Three or less Cooper Hewitt collection objects selected from the database with
the following shared group values under the user selected keys:

medium = Block-printed on machine-made paper
woe:country_name = United States



Image,Title,Date,Medium,Dimensions,Type,Country,Accession Number
,"Sidewall (possibly USA), ca. 1860",Ca. 1860,Block-printed on machine-made paper,Overall: 55 x 48 cm (21 5/8 x 18 7/8 in.),Sidewall,United States,1998-75-157
,"Sidewall (United States or England), 1835–45",1835–45,Block-printed on machine-made paper,104.5 x 63.5 cm (41 1/8 x 25 in.),Sidewall,United States,1976-46-34
,"Sidewall (possibly USA), 1850–70",1850–70,Block-printed on machine-made paper,a) Overall: 39.5 x 21 cm (15 9/16 x 8 1/4 in.) b) 24.5 x 29.5 cm,Sidewall,United States,"1998-75-161-a,b"


## Conclusion

This program represents a refined and fun version of my minimum viable product. I achieved the desired result early but kept refining and updating the code with streamlined features and more documentation. I wanted the user to control what they want to see by allowing them to select their keys to search by. By allowing them to search all options, the user can discover what combination of keys reveals the best results from the Cooper Hewitt object database.

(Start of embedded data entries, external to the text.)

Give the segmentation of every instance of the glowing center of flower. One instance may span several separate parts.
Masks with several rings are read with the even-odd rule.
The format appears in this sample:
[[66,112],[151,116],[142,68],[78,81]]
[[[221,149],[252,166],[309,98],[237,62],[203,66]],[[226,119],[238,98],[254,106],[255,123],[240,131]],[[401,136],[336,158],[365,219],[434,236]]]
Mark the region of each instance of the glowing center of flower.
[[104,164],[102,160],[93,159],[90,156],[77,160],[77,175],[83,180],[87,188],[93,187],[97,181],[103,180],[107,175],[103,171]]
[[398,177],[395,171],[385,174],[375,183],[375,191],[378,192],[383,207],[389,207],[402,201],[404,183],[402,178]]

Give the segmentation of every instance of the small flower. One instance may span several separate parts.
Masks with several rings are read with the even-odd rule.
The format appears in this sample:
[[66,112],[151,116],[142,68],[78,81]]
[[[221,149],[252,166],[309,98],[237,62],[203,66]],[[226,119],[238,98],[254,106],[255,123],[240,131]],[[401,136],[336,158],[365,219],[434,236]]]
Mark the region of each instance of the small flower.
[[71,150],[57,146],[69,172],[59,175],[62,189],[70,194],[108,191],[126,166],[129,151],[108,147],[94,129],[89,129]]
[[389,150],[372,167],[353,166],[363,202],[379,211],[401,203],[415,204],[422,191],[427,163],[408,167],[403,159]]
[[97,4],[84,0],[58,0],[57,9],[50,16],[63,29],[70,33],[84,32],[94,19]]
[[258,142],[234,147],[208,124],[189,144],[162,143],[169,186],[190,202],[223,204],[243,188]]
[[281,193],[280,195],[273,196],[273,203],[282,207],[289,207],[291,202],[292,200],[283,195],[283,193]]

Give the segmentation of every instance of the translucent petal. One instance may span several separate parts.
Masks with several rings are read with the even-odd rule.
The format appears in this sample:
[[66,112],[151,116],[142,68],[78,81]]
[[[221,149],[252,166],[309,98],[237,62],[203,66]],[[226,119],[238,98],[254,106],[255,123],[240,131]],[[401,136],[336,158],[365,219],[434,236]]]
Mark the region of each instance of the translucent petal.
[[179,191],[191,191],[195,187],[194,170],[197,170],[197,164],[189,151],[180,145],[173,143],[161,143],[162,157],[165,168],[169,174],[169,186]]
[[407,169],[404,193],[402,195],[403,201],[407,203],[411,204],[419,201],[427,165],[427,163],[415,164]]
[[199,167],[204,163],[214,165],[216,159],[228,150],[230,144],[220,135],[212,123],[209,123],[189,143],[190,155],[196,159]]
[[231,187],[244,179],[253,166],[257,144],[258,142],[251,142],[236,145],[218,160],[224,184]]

If I keep working on this program, I want the user to be able to discover additional objects collocated above and below the randomly selected objects in the dataset, mimicking the serendipity of discovering assets in a physical archive.

Additionally, I would have liked to add a portion to the code to let users save results that they wanted to a CSV in the hopes that they will encounter those objects if they ever visit the Cooper Hewitt Museum in person at a later date.